The panel's decision after reviewing the new update is likely to be closely watched, since Tamiflu could play an important role in an outbreak of bird flu. The drug doesn't prevent flu but can reduce the length and severity of its symptoms.

Most of the 103 new cases of bizarre behavior are from Japan, where Tamiflu usage is the highest in the world. Between 2001 and 2005, Tamiflu was prescribed 24.5 million times in Japan, compared with just 6.5 million in the United States, which has more than twice the population, according to FDA.

The new cases occurred during a 10-month period, between Aug. 29, 2005, and July 6, 2006. The tally marks a sharp increase to the 126 similar cases logged over the more than five years between the drug's approval in 1999 and August 2005, the FDA said.

The Japanese Tamiflu label now warns that disturbances in consciousness, abnormal behavior, delirium, hallucination, delusion and convulsion may occur. It also recommends that patients be carefully monitored and the drug stopped if any abnormality is observed.

Even though severe cases of the flu can spark those conditions, the number and nature of the cases - along with comments from doctors who believe the abnormal behavior was associated with the drug - keep the FDA from ruling out Tamiflu as the cause, according to agency documents.

For that reason, the proposed changes would bring the U.S. label more in line with the Japanese one, and warn of abnormal behavior and recommend that patients, especially children, be closely monitored.

However, the proposed U.S. version would recommend treatment be stopped only on a doctor's advice.

FDA staff called the proposed changes "prudent," since U.S. Tamiflu use could jump to Japanese levels. The current U.S. label mentions only "seizure and confusion" seen in some patients.
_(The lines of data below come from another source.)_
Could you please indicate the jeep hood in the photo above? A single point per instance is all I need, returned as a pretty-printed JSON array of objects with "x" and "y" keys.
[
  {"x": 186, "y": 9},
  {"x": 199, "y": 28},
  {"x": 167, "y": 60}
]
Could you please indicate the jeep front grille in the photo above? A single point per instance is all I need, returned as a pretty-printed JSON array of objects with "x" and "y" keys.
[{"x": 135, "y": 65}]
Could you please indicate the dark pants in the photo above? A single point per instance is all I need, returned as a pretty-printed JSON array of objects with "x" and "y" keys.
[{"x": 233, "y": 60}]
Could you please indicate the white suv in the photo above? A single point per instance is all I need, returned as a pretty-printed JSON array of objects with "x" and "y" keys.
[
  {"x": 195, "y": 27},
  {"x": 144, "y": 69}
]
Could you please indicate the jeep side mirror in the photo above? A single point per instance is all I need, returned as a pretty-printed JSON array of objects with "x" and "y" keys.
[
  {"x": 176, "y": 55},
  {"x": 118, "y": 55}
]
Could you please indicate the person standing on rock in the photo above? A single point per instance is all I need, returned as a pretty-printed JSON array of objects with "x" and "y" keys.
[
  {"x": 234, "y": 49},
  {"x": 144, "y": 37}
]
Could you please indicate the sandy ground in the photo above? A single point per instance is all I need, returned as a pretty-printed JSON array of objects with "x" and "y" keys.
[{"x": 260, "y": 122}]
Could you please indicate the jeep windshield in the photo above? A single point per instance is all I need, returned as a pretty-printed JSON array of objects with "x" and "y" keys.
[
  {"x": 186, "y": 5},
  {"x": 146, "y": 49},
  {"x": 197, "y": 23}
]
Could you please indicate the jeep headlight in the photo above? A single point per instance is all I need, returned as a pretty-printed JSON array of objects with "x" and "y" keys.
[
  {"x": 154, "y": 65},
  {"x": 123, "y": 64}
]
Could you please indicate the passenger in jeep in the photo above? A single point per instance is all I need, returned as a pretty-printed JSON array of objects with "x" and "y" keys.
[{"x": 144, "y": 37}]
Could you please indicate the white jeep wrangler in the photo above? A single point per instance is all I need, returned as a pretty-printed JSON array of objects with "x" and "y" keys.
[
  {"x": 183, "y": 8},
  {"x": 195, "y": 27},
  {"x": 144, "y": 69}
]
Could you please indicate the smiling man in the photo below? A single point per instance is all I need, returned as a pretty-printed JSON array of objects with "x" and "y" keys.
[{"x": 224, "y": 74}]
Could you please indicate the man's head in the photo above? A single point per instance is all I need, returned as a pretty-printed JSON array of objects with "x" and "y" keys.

Tamiflu is made by the Swiss pharmaceutical company Roche Holding AG. Roche has been in ongoing discussions with FDA about a label change, and continues to monitor the safety of Tamiflu, also known as oseltamivir, said company spokesman Terence Hurley. He added there was no evidence the drug caused the rarely occurring adverse events.

Previously, Roche has cited studies from the United States and Canada that show the death incidence rate of influenza patients who took Tamiflu was far below those who did not.

Tamiflu is one of the few drugs believed effective in treating bird flu, which health officials fear could spark a pandemic should it mutate into a form easily passed from human to human.

According to the label, Tamiflu is indicated for the treatment of uncomplicated acute illness due to flu in patients 1 year and older who have been symptomatic for no more than 2 days.